Wednesday 7 January 2009

Television biography of the late Paul Scofield

Due to the wonders of modern technology it is possible to record programmes and watch them at a later date - not such fantastic news one might think given the advent of the video recorder over two decades ago. It is just that the latest version -courtesy of the company owned by well-known Antipodean media tycoon turned US citizen - makes the recording business so startlingly, and in some ways worryingly easy - just the push red button. And so, in the household of the Oldest Trainee we push the red button and store up programmes that we may or may not watch later.

One such programme successfully retrieved from the system was a BBC documentary paying tribute to the late Shakespearian actor Paul Scofield. A gem of a TV biographical film for its example of the 'less is more' school of artistic philosophy. What was brought out by the programme was that this giant of the British post-war theatre: West End star, film actor of enormous renown, brilliant Shakespearian interpreter with a mesmeric stage presence and voice to match, was a shy man who was happiest at home with his family and who would return by train from the theatre to his Sussex village. A very un-show business actor. Therefore there were was not the usual roster of big names attesting to a an actor's life of premieres, parties and late-night goings-on in post-performance restaurants or of big personality clashes with fellow performers or of on-set tensions associated with film making. The contributors were themselves leading artists of stage and screen and they attested to Scofield's brilliance combined with modesty. Among their number, Sir Peter Hall; Sir Richard Eyre; Felicity Kendall; Peter Brook; Donald Sinden, John Harrison, Christopher Hampton most of whom declared they were inspired by this man.

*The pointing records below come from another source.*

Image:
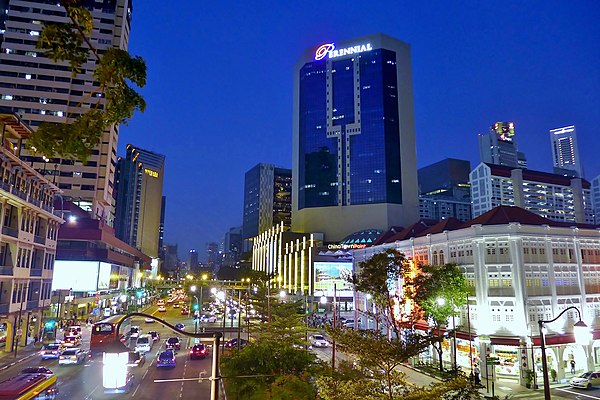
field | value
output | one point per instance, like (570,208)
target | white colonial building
(521,268)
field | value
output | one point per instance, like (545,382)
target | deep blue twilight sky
(220,76)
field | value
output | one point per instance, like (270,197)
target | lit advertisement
(329,273)
(81,276)
(104,276)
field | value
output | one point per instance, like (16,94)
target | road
(85,381)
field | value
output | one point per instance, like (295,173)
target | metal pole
(470,341)
(334,326)
(216,373)
(544,362)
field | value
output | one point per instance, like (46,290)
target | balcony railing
(7,230)
(4,270)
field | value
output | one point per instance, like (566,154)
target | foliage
(382,277)
(112,102)
(439,291)
(270,361)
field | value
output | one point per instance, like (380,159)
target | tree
(439,291)
(267,366)
(383,277)
(112,102)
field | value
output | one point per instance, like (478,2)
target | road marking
(578,393)
(135,391)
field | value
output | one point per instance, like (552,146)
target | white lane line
(135,391)
(579,394)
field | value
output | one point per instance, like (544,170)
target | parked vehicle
(144,343)
(72,356)
(198,351)
(166,359)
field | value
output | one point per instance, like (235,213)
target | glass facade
(360,150)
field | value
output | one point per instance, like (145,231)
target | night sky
(220,79)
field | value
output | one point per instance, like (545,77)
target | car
(233,343)
(51,350)
(72,341)
(135,331)
(144,343)
(136,359)
(173,343)
(208,318)
(198,351)
(126,388)
(37,370)
(72,356)
(319,341)
(586,380)
(154,335)
(166,359)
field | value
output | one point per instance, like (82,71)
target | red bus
(29,387)
(105,332)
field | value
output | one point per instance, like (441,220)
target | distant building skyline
(565,150)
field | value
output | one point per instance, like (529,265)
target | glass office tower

The director of the last film Scofield made, Nicholas Hytner, reported that he agreed to play the part of Danforth the witchfinder in Arthur Miller's great play The Crucible, set in 17th Century Massachusetts, because he saw Danforth as the other side of the character that he played to great acclaim on stage and film - Thomas More in Robert Bolt's play A Man for All Seasons. What separated Danforth and More was time, circumstance and geography - from Tudor England to pre-Revolutionary America - but men of unyielding principle whose conscience is uncompromising but no less troubling with very different outcomes. More will not bend to the people's will and Danforth is unbending in his will to root out what he sees as heresy amongst the people of Salem. To have seen those connections across decades of experience shows a man of rare insight and sensitivity and the performances flank an extraordinary career. All in all a portait of a shy man who let his acting do the talking - man for all seasons.